Dr. Raymond Kaempfer, the Philip Marcus Professor of Molecular Biology and Cancer Research in the Department of Molecular Virology at the Hebrew University Faculty of Medicine, has been awarded a massive $5.6 million grant from the US government this month to continue his breakthrough research into a broadly effective drug against superantigens. Superantigens are deadly toxins that, even in very low amounts, can pose a bio-terror threat. The award to Kaempfer is the largest grant ever awarded to an Israeli researcher by the US National Institutes of Health (NIH).

"Our proposal was rated in the number one position by the scientific review panel," he said, a significant accomplishment for a non-American institution.

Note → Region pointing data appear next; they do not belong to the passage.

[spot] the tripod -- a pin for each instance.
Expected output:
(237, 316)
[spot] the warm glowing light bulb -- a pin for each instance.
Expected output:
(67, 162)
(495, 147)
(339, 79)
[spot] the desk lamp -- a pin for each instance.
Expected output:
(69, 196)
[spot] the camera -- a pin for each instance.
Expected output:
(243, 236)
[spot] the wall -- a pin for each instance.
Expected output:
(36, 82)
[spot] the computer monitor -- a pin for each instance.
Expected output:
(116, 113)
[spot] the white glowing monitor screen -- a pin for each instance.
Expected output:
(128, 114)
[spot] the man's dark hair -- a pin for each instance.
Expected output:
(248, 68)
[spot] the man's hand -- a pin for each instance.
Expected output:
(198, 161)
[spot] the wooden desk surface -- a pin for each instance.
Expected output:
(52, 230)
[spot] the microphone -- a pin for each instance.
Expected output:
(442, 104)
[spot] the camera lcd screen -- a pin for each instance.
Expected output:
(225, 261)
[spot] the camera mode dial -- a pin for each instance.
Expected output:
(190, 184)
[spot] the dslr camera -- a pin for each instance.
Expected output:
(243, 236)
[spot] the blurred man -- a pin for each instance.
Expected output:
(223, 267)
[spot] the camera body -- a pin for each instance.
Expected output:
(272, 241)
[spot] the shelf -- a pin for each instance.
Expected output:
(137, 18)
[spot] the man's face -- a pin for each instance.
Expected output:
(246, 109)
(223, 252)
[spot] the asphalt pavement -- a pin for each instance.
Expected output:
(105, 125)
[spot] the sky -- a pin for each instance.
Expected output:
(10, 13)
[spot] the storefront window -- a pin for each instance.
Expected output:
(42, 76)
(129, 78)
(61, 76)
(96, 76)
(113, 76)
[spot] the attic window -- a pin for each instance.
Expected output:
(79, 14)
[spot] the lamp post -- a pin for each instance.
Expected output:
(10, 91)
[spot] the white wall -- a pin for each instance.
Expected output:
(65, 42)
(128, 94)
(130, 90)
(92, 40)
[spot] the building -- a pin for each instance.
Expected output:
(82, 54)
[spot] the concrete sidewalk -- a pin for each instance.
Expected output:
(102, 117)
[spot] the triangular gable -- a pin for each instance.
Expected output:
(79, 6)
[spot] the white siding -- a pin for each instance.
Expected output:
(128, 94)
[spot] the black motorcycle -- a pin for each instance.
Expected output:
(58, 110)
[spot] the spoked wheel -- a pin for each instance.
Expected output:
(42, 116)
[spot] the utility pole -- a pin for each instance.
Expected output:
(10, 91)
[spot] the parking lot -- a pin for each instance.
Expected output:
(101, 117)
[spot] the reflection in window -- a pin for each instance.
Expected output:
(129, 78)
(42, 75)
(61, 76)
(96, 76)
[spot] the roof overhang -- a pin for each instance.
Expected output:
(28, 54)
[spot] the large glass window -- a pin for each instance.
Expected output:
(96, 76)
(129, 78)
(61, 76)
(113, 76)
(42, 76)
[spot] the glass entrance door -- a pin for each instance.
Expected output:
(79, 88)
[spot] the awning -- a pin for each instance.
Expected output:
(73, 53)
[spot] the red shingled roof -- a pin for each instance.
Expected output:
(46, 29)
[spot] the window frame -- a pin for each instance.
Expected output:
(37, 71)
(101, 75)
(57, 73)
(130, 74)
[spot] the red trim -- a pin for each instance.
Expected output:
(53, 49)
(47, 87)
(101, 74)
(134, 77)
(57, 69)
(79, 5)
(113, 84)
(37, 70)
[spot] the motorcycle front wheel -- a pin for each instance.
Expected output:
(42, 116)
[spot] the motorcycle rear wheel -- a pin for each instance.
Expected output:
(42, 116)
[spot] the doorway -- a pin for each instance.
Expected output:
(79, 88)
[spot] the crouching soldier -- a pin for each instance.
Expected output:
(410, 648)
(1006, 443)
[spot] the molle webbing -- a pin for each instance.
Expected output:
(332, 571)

Dr. Kaempfer has received US Defense Department, military and NIH grants for his work in biodefense since 1993.

In other efforts to fight bioterrorism, the US Environmental Protection Agency and the Israeli Ministry of National Infrastructures signed an agreement a little over one month ago to work together to improve water supply system security. Joint projects could include work on contamination warning systems, conducting field testing of sensor technologies, water supply risk assessment and management, and emergency response.

"Safeguarding our water supply is vital both for the well-being of our citizens and the preservation of our environment," said Judith E. Ayres, assistant administrator for International Affairs. "The statement of intent we have signed will foster greater collaboration between our nations to help protect this precious resource from unintentional or intentional contamination."